Following the escape of two prisoners, however, the camp now also gets a new second-in-command. Mohn is a Nazi zealot: a hero of the Battle of Stalingrad who subsequently served on Hitler's private staff. He is respected, politically connected and powerful. He is also, unlike the Kommandant and Ulmann, cruel and manipulative. He is quick to point out that Germany never signed the Geneva Convention, and does not feel there is a need to abide by it. Anthony Valentine plays the character with the perfect balance of emotions. Too much cruelty and he'd be unwatchable. Too little and he would not present a challenge for the other characters. Situated as he is in a well-placed middle, he becomes a dangerous and immensely watchable villain.

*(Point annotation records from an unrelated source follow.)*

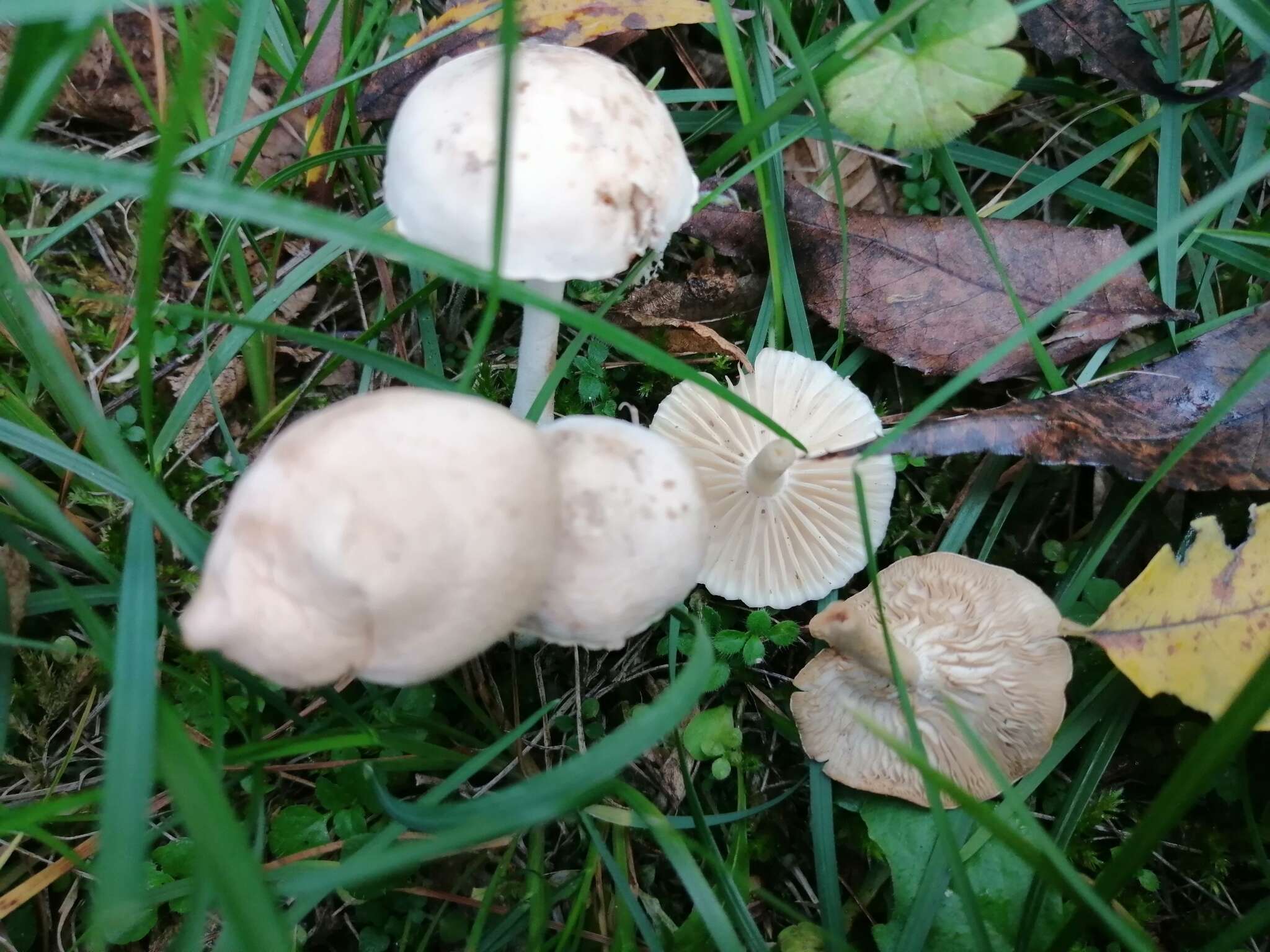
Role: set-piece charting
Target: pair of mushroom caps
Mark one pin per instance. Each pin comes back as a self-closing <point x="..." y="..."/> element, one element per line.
<point x="399" y="534"/>
<point x="597" y="177"/>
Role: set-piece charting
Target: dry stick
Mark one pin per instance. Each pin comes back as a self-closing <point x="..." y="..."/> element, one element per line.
<point x="161" y="61"/>
<point x="32" y="886"/>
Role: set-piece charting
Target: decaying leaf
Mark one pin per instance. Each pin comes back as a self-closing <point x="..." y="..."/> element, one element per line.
<point x="1098" y="35"/>
<point x="229" y="384"/>
<point x="564" y="22"/>
<point x="1201" y="627"/>
<point x="100" y="90"/>
<point x="1133" y="421"/>
<point x="807" y="163"/>
<point x="925" y="293"/>
<point x="322" y="70"/>
<point x="677" y="312"/>
<point x="929" y="94"/>
<point x="17" y="579"/>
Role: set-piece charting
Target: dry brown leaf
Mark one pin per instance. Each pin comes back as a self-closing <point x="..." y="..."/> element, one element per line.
<point x="808" y="164"/>
<point x="48" y="315"/>
<point x="1100" y="36"/>
<point x="1134" y="420"/>
<point x="678" y="311"/>
<point x="322" y="71"/>
<point x="17" y="579"/>
<point x="230" y="382"/>
<point x="100" y="90"/>
<point x="564" y="22"/>
<point x="923" y="291"/>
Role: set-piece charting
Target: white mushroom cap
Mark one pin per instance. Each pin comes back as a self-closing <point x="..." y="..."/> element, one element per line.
<point x="597" y="174"/>
<point x="785" y="528"/>
<point x="977" y="633"/>
<point x="631" y="535"/>
<point x="393" y="536"/>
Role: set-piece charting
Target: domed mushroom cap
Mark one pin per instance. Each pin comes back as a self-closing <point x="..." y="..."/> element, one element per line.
<point x="393" y="536"/>
<point x="597" y="174"/>
<point x="977" y="633"/>
<point x="631" y="532"/>
<point x="784" y="528"/>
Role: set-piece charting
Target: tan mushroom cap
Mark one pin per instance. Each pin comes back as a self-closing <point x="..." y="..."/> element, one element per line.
<point x="785" y="530"/>
<point x="391" y="536"/>
<point x="631" y="532"/>
<point x="977" y="633"/>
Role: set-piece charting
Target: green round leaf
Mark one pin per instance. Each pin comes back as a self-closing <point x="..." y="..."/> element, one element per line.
<point x="298" y="828"/>
<point x="708" y="733"/>
<point x="930" y="95"/>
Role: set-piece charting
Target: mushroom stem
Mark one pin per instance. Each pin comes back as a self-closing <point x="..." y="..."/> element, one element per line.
<point x="766" y="470"/>
<point x="845" y="635"/>
<point x="540" y="330"/>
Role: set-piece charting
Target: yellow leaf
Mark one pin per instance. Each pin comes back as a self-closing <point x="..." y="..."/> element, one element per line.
<point x="562" y="22"/>
<point x="1196" y="628"/>
<point x="571" y="22"/>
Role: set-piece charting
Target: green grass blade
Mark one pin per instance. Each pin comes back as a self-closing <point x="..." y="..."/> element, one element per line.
<point x="826" y="856"/>
<point x="618" y="875"/>
<point x="231" y="201"/>
<point x="676" y="852"/>
<point x="220" y="839"/>
<point x="1089" y="775"/>
<point x="42" y="54"/>
<point x="1114" y="923"/>
<point x="539" y="799"/>
<point x="1053" y="379"/>
<point x="248" y="36"/>
<point x="1253" y="923"/>
<point x="1214" y="748"/>
<point x="155" y="211"/>
<point x="1253" y="17"/>
<point x="59" y="456"/>
<point x="130" y="741"/>
<point x="36" y="501"/>
<point x="726" y="884"/>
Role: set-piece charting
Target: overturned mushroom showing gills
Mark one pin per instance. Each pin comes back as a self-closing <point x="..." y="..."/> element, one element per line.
<point x="597" y="175"/>
<point x="393" y="536"/>
<point x="785" y="528"/>
<point x="969" y="632"/>
<point x="631" y="532"/>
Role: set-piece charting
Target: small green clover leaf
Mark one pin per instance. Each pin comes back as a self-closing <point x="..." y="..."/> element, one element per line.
<point x="126" y="419"/>
<point x="713" y="736"/>
<point x="929" y="95"/>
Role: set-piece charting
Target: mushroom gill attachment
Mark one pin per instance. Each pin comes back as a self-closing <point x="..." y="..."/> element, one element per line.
<point x="974" y="633"/>
<point x="353" y="545"/>
<point x="784" y="528"/>
<point x="631" y="532"/>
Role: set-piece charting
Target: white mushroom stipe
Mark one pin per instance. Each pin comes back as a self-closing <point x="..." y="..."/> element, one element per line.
<point x="631" y="535"/>
<point x="784" y="528"/>
<point x="597" y="175"/>
<point x="766" y="471"/>
<point x="365" y="540"/>
<point x="540" y="330"/>
<point x="964" y="631"/>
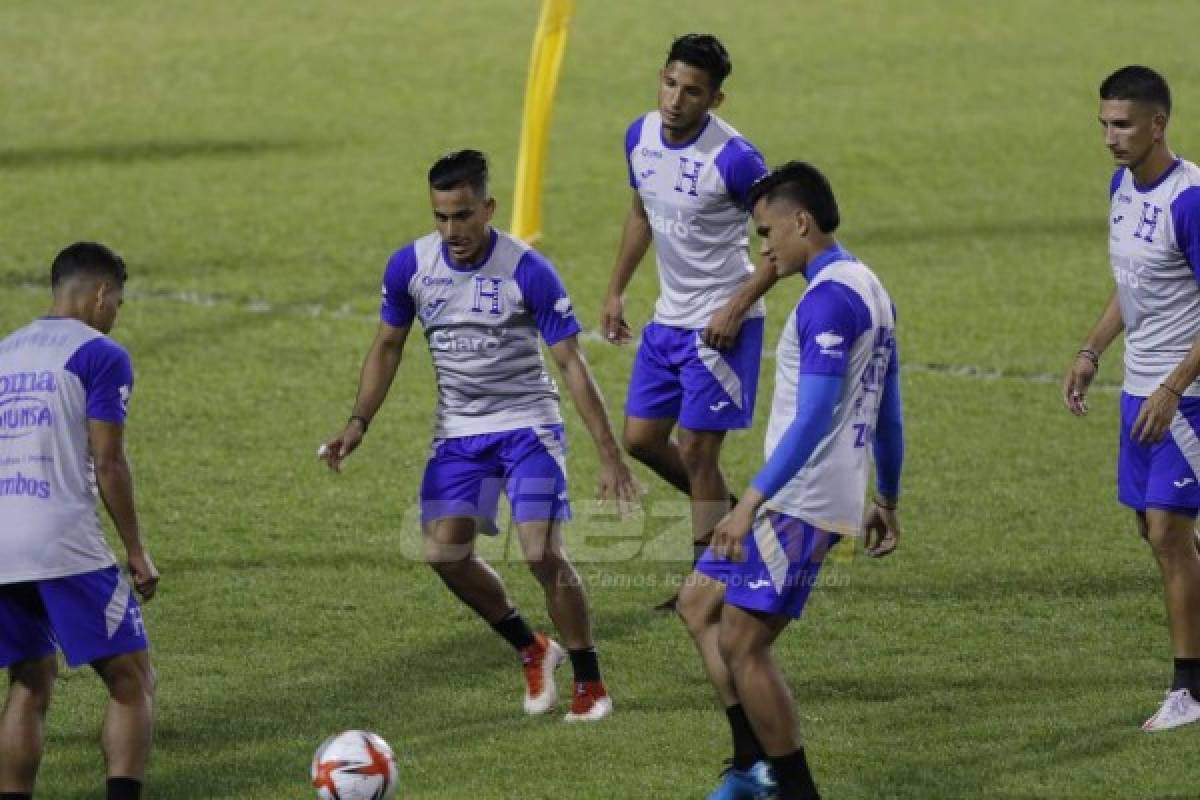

Mohn's presence sends ripples through the whole series. Escape attempts have just become significantly more dangerous for the prisoners. For the Kommandant, displeaning Mohn could result in the SS taking over the entire facility and killing all of the enemy combatants. It really does feel as if the series has become a lot darker in its second year, as the genuine horrors of Nazi Germany begins to move much closer to the characters.
Carter gets a strong shift in position here, as he is approached about replacing Grant as the British escape officer. McCallum plays the part with a lot of bitterness and resentment: the frustrations of both failing to escape and injuring himself have taken a strong toll. By the episode's end that resentment is still strong, but at least he has found an avenue through which to vent it. It is collectively a great set-up and a raising of the stakes for Colditz's second year.